Normally, the safer the investment, the lower the return. But there is one exception: A U.S. Government I-Bond, which yields 9.62 percent for the next six months. Its yield is linked to inflation, which is at a 40-year high.
2. Time is of the essence
You are told some version of: “Unfortunately, this is a limited time offer, as the 10 percent bonus is only good though tomorrow.” What’s happening is that the person selling you this product is trying to get you to think emotionally rather than rationally.
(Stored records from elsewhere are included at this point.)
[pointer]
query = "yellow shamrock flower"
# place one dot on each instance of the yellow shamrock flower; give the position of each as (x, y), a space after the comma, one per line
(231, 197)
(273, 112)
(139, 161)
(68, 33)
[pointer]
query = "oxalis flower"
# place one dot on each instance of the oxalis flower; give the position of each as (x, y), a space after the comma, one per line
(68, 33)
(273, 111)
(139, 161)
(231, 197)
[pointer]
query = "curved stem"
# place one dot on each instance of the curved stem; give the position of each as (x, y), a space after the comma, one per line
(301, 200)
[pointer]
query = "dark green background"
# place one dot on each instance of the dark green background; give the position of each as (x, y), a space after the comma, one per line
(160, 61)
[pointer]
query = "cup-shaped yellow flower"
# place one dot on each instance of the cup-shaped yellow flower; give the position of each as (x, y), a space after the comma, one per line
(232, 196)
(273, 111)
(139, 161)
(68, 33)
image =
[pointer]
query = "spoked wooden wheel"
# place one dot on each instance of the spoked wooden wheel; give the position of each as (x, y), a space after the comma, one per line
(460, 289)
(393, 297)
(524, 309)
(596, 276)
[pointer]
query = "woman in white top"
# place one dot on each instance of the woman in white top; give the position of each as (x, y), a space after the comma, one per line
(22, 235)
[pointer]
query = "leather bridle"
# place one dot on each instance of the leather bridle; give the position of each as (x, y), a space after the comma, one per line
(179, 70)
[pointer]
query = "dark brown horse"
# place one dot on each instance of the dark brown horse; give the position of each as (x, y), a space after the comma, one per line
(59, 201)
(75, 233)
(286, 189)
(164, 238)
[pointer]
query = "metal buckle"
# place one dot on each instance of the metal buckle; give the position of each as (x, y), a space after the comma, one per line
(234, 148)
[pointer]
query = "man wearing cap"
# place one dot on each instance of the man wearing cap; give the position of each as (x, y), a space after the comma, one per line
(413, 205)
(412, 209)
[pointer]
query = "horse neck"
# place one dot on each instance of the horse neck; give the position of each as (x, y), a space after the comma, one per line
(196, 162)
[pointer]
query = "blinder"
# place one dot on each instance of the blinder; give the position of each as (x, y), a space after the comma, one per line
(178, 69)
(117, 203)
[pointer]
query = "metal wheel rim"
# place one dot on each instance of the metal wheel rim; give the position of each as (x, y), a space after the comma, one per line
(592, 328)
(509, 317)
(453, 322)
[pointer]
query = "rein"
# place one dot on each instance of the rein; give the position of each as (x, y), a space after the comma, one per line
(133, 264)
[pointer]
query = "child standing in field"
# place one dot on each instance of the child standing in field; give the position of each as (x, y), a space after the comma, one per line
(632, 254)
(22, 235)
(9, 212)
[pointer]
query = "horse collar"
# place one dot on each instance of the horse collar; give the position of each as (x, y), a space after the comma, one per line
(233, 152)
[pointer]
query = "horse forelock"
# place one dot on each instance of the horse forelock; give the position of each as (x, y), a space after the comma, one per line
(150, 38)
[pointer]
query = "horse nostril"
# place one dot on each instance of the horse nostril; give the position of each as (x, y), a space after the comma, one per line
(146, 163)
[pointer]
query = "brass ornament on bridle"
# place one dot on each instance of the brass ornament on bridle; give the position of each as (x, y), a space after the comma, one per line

In his book Thinking, Fast and Slow, Nobel Prize winner Daniel Kahneman describes our two systems of thinking. System 1 is fast, intuitive and emotional; System 2 is slower, more deliberative and more logical. The limited time offer tactic is having you make a decision before your slower but more logical system of thinking has time to kick in. And this tactic isn’t restricted to investing. Advertisements often urge the buyer with wording like “This is a limited time offer and only available while supplies last — act fast before it’s too late.” With investments, go with System 2: Use your deliberative, logical thinking and put your emotions aside.
3. The investment is complex
Better investments are typically simple and easy to understand. Complex investments often come with a thick disclosure document — sometimes hundreds of pages — that you must sign, indicating that you read and fully understood it. I’ve actually never met a financial rep who understood what they were selling, much less a consumer.